Chiu is also working with SLAC faculty and scientists to develop the next generation of instruments and to apply machine learning to cryo-EM data challenges. Among their many projects, they are contributing to the understanding of the atomic structures of molecular components of SARS-CoV-2, the virus that causes COVID-19, and its interactions with human cells, with the aim of developing novel vaccine and therapeutic strategies. 

Chiu directs the NIH-funded National Center for Macromolecular Imaging, which he founded at Baylor three decades ago.

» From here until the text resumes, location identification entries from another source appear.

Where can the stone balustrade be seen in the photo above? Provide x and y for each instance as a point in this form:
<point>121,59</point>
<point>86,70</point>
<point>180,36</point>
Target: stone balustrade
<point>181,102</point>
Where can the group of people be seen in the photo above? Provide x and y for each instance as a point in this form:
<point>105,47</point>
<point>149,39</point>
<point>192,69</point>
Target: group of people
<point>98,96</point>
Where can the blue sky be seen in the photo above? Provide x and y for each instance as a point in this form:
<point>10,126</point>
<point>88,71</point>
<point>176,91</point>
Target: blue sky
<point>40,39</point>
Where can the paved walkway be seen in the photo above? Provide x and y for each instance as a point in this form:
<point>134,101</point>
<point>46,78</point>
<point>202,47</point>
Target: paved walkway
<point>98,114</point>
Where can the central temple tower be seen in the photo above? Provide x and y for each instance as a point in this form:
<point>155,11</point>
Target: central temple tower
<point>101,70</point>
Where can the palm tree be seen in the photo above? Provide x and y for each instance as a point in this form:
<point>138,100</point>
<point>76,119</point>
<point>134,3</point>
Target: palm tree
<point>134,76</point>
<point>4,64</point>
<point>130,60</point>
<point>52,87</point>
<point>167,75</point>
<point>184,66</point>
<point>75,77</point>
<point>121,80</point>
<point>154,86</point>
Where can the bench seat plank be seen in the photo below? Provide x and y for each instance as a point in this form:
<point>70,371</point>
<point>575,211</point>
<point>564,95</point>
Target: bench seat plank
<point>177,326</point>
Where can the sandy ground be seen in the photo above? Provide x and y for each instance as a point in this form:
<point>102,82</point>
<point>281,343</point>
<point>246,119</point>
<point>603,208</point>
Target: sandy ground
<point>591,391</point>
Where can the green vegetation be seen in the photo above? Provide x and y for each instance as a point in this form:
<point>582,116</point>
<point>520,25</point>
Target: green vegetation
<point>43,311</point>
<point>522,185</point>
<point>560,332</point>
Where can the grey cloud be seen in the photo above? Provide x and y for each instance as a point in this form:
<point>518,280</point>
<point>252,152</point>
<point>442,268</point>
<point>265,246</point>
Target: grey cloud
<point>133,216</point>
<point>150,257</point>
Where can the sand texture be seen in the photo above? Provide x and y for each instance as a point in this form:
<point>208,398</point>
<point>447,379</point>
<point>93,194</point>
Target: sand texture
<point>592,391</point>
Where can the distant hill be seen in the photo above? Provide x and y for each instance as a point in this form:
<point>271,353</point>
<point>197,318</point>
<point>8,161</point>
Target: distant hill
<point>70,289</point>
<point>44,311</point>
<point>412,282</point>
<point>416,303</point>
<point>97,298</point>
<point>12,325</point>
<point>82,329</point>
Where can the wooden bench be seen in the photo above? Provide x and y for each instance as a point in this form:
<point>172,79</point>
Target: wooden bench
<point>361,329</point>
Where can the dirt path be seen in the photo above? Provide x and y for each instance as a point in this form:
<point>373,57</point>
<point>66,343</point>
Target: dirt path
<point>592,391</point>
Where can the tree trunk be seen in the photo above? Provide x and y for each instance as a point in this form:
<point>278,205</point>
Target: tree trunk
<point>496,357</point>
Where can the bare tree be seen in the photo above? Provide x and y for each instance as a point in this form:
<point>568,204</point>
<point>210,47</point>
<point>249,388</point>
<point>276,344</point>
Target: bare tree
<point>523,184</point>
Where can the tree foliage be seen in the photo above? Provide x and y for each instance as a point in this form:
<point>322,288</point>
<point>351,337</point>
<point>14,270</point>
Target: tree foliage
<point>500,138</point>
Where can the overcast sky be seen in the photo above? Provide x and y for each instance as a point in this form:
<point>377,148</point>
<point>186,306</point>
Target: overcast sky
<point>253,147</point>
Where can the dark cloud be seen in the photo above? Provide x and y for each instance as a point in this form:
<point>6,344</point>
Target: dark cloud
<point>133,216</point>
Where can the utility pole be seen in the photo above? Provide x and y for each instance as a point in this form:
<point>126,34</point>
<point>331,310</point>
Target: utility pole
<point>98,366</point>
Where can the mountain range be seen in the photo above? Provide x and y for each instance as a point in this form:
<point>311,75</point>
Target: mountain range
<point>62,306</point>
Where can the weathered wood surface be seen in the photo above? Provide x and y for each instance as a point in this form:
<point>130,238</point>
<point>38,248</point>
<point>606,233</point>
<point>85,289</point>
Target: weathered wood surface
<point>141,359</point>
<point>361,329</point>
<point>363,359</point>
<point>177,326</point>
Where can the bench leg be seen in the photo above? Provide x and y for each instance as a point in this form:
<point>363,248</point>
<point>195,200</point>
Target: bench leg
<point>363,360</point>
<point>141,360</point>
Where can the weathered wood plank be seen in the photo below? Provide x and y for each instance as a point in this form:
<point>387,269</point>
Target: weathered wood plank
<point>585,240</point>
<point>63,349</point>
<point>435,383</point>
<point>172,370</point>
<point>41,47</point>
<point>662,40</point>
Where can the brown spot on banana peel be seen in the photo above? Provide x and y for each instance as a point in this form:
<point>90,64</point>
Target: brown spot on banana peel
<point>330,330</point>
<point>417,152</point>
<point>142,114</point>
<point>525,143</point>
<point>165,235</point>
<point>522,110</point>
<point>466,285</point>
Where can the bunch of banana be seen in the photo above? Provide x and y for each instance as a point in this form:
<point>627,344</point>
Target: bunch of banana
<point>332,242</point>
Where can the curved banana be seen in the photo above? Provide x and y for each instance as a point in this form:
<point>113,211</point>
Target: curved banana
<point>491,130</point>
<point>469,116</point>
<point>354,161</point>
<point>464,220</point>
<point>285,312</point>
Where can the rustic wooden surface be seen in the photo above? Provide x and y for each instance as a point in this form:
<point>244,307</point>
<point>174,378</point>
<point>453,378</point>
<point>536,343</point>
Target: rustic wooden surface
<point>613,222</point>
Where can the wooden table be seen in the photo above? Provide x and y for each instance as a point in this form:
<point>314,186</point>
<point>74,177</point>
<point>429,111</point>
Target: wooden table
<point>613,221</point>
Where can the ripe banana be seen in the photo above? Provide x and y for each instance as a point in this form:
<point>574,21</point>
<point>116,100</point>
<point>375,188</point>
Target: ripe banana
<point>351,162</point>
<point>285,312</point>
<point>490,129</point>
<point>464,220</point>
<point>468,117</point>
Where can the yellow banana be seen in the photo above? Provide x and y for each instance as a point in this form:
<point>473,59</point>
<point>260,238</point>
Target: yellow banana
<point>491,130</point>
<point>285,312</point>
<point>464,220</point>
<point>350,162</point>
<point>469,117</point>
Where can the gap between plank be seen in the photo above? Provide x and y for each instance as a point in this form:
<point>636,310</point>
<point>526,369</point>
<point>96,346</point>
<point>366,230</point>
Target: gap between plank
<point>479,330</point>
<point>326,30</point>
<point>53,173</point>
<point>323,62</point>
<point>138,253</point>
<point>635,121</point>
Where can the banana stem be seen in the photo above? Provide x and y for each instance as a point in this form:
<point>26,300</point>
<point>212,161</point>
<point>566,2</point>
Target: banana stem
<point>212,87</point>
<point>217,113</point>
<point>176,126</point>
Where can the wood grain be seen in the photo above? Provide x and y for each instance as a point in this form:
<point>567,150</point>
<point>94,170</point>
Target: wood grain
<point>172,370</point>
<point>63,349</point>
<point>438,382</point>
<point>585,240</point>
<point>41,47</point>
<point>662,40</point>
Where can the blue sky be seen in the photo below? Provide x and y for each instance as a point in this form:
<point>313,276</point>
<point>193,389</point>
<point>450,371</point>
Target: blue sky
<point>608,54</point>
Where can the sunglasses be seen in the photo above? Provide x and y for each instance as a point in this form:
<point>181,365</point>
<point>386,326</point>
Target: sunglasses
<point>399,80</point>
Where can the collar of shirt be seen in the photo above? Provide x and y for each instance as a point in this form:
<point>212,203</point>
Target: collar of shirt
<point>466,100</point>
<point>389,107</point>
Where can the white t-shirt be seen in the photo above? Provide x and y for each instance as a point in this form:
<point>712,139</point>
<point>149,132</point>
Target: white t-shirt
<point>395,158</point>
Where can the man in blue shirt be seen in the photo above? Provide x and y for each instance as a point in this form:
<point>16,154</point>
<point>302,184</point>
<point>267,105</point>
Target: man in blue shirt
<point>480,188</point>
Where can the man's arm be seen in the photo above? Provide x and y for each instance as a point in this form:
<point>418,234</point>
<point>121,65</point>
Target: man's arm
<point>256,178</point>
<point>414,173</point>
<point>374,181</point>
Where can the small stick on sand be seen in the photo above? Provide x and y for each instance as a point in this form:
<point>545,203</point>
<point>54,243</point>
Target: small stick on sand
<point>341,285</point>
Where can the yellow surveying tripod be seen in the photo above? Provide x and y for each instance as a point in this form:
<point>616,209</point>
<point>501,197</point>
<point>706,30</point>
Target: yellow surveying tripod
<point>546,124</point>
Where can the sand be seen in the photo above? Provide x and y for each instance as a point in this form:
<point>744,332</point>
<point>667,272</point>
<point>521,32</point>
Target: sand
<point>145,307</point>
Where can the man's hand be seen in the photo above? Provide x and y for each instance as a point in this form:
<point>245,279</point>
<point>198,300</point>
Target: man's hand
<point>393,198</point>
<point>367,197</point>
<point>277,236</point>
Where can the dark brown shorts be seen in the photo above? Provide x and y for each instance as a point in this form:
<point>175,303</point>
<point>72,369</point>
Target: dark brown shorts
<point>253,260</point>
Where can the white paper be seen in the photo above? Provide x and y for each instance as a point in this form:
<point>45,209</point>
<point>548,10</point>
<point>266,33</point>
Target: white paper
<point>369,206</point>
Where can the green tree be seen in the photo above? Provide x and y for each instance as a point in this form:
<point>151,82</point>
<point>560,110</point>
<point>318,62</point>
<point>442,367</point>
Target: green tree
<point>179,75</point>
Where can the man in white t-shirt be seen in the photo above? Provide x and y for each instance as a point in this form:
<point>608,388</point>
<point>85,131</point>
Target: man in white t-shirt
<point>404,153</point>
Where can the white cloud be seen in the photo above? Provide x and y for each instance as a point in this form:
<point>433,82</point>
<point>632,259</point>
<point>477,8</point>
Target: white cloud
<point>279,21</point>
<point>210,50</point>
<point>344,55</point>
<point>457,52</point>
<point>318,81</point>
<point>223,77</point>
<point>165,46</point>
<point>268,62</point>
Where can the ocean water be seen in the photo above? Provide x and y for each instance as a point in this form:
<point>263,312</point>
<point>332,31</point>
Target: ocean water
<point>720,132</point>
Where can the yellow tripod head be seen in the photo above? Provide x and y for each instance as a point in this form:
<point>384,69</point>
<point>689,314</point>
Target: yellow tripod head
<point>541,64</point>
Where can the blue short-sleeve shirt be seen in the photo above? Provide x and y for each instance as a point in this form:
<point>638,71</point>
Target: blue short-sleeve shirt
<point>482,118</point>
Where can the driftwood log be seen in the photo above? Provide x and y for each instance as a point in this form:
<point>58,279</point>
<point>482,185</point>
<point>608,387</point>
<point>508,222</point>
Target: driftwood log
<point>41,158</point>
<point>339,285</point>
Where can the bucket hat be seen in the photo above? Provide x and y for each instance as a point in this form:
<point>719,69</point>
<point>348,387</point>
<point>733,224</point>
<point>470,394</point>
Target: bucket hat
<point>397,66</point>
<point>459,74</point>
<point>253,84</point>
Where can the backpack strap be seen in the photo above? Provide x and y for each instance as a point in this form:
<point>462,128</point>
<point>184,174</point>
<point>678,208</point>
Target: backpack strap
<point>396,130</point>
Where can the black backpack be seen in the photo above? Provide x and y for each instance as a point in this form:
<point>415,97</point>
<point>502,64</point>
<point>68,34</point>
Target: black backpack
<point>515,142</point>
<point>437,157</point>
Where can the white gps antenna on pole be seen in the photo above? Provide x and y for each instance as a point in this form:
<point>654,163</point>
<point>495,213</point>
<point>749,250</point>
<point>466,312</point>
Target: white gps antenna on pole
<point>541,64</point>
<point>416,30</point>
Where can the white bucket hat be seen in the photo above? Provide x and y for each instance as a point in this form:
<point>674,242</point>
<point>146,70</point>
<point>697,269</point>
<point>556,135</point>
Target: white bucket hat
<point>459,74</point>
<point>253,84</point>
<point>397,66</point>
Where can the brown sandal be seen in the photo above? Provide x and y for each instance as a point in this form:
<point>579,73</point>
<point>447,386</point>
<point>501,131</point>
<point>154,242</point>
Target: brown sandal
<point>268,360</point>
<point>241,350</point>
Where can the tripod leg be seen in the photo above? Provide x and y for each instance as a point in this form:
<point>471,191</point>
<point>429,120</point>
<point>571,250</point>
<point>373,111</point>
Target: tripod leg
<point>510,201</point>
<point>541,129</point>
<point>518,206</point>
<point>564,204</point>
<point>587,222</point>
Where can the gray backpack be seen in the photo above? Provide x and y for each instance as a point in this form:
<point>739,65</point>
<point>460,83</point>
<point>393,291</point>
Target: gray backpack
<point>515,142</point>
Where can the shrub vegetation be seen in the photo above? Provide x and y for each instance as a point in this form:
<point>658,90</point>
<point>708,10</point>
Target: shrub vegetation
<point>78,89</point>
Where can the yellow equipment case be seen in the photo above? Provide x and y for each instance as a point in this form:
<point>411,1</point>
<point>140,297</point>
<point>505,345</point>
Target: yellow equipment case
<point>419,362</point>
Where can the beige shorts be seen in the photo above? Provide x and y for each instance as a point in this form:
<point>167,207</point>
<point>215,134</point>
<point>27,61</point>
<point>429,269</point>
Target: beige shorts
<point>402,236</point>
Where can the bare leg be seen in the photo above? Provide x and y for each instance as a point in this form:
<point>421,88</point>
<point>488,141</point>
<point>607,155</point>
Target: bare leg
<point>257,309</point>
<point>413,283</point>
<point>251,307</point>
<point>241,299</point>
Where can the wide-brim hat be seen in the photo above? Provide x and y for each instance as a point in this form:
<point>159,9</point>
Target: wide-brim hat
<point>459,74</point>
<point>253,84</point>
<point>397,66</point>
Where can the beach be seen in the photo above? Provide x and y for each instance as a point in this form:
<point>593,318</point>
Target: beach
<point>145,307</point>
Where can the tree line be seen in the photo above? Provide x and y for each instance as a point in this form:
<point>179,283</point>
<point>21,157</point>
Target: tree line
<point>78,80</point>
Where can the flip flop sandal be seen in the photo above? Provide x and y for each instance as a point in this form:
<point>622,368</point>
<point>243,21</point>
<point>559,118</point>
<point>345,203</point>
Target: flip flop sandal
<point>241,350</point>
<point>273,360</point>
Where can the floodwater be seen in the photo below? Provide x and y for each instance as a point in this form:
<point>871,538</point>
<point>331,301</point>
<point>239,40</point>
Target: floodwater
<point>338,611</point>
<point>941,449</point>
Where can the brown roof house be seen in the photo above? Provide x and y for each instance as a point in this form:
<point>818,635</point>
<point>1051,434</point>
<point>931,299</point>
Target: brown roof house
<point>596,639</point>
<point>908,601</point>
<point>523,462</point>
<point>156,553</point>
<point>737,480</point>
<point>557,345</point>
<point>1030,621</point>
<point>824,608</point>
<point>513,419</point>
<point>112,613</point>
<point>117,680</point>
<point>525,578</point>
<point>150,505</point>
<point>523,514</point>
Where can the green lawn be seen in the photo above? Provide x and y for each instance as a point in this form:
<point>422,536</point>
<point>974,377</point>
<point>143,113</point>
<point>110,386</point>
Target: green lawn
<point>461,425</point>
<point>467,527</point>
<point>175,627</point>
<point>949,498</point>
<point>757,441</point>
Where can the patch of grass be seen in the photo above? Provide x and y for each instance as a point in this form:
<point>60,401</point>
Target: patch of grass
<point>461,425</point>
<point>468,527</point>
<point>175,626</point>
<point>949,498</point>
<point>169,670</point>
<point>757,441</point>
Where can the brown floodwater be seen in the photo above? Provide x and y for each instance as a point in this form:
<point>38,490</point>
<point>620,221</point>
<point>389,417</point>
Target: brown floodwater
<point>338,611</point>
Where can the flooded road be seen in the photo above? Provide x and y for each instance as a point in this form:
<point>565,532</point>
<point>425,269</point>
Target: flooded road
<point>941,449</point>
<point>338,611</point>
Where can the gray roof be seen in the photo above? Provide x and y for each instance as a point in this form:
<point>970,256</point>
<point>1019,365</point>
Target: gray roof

He also directs a new Stanford-SLAC Cryo-EM Center accessible to international scientists under the support of the National Institutes of Health Common Fund. 

The Wallenberg-Bienenstock Professorship honors Arthur I. “Artie” Bienenstock “for his outstanding efforts to strengthen links between Stanford and Swedish universities,” said Peter Wallenberg Jr., chairman of the Knut and Alice Wallenberg Foundation, in announcing the establishment of the endowed chair in 2015. Bienenstock is vice provost and dean of research emeritus at Stanford, as well as an emeritus professor of applied physics and of materials science and engineering at Stanford and of photon science at SLAC. He is also director emeritus of SLAC’s Stanford Synchrotron Radiation Lightsource.

Bienenstock served for more than a decade as Stanford’s Wallenberg Research Link director, fostering relationships between Stanford and Swedish researchers and overseeing the Wallenberg Postdoc Program at the university. The Wallenberg-Bienenstock chair recognizes his long and distinguished service to both SLAC and Stanford.

“This appointment recognizes Wah’s significant contributions to advancing biological discovery,” said SLAC Director Chi-Chang Kao. “Since joining Stanford and SLAC, he has collaborated with faculty and staff to bring the unique capabilities of cryo-EM to important research not only in biology, but also in materials and chemical sciences -- similar to what Artie brought to synchrotron research with his leadership at SSRL. I can’t think of a more appropriate way to recognize and celebrate the strong connections between SLAC and Stanford research that allow us to accelerate progress in so many fields.”

Chiu began his career at the University of California, Berkeley, where he earned a bachelor’s degree in physics and a PhD in biophysics. He did research at DOE’s Lawrence Berkeley National Laboratory and the University of Arizona before moving to Baylor College of Medicine, where he became the Alvin Romansky Professor of Biochemistry, the founding co-director of the W. M. Keck Center for Computational Biology, and founding director of both the Graduate Program in Structural and Computational Biology and Molecular Biophysics and the Center for Protein Folding Machinery.

His research, collaboration and training efforts have been recognized by elected membership to the Academia Sinica, Taiwan and the U.S. National Academy of Sciences, as well as honors including the Distinguished Science Award from the Microscopy Society of America and the Honorary Doctorate of Philosophy from the University of Helsinki, Finland.